ZFIN ID: ZDB-PUB-141009-2
CHD8 regulates neurodevelopmental pathways associated with autism spectrum disorder in neural progenitors
Sugathan, A., Biagioli, M., Golzio, C., Erdin, S., Blumenthal, I., Manavalan, P., Ragavendran, A., Brand, H., Lucente, D., Miles, J., Sheridan, S.D., Stortchevoi, A., Kellis, M., Haggarty, S.J., Katsanis, N., Gusella, J.F., Talkowski, M.E.
Date: 2014
Source: Proceedings of the National Academy of Sciences of the United States of America   111(42): E4468-77 (Journal)
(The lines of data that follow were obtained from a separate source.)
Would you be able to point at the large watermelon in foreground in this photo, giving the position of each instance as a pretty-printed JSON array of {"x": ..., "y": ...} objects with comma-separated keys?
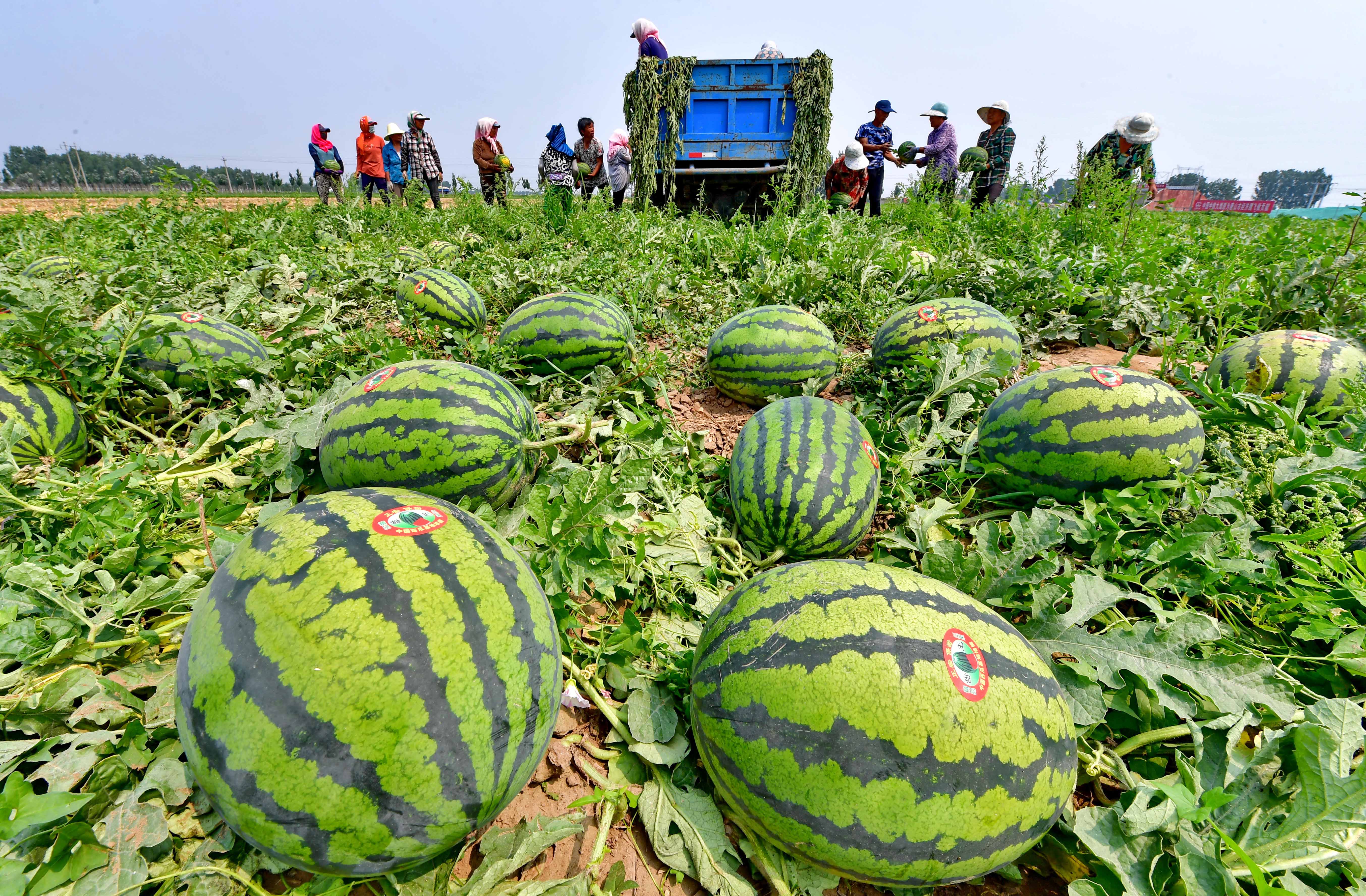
[
  {"x": 438, "y": 427},
  {"x": 372, "y": 675},
  {"x": 1077, "y": 429},
  {"x": 916, "y": 328},
  {"x": 52, "y": 425},
  {"x": 442, "y": 294},
  {"x": 771, "y": 350},
  {"x": 880, "y": 725},
  {"x": 1300, "y": 361},
  {"x": 569, "y": 331},
  {"x": 805, "y": 479}
]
Registered Authors: Katsanis, Nicholas
Keywords: CHD8, ChIP-seq, NPCs, RNA-seq, autism
MeSH Terms:
  • Animals
  • Axons/metabolism
  • Binding Sites
  • Child Development Disorders, Pervasive/genetics*
  • Child Development Disorders, Pervasive/metabolism
  • Chromatin/metabolism
  • DNA Helicases/metabolism
  • DNA-Binding Proteins/genetics*
  • DNA-Binding Proteins/physiology*
  • Gene Expression Profiling
  • Gene Expression Regulation, Developmental*
  • Gene Expression Regulation, Neoplastic
  • Gene Regulatory Networks
  • Genome
  • Heterozygote
  • Humans
  • Megalencephaly/metabolism
  • Mutation
  • Neoplasms/metabolism
  • Neural Stem Cells/physiology*
  • Neurons/metabolism
  • Protein Binding
  • Risk Factors
  • Sequence Analysis, RNA
  • Software
  • Transcription Factors/genetics*
  • Transcription Factors/physiology*
  • Zebrafish
  • Zebrafish Proteins/genetics
  • Zebrafish Proteins/physiology*
PubMed: 25294932 Full text @ Proc. Natl. Acad. Sci. USA
Truncating mutations of chromodomain helicase DNA-binding protein 8 (CHD8), and of many other genes with diverse functions, are strong-effect risk factors for autism spectrum disorder (ASD), suggesting multiple mechanisms of pathogenesis. We explored the transcriptional networks that CHD8 regulates in neural progenitor cells (NPCs) by reducing its expression and then integrating transcriptome sequencing (RNA sequencing) with genome-wide CHD8 binding (ChIP sequencing). Suppressing CHD8 to levels comparable with the loss of a single allele caused altered expression of 1,756 genes, 64.9% of which were up-regulated. CHD8 showed widespread binding to chromatin, with 7,324 replicated sites that marked 5,658 genes. Integration of these data suggests that a limited array of direct regulatory effects of CHD8 produced a much larger network of secondary expression changes. Genes indirectly down-regulated (i.e., without CHD8-binding sites) reflect pathways involved in brain development, including synapse formation, neuron differentiation, cell adhesion, and axon guidance, whereas CHD8-bound genes are strongly associated with chromatin modification and transcriptional regulation. Genes associated with ASD were strongly enriched among indirectly down-regulated loci (P < 10(-8)) and CHD8-bound genes (P = 0.0043), which align with previously identified coexpression modules during fetal development. We also find an intriguing enrichment of cancer-related gene sets among CHD8-bound genes (P < 10(-10)). In vivo suppression of chd8 in zebrafish produced macrocephaly comparable to that of humans with inactivating mutations. These data indicate that heterozygous disruption of CHD8 precipitates a network of gene-expression changes involved in neurodevelopmental pathways in which many ASD-associated genes may converge on shared mechanisms of pathogenesis.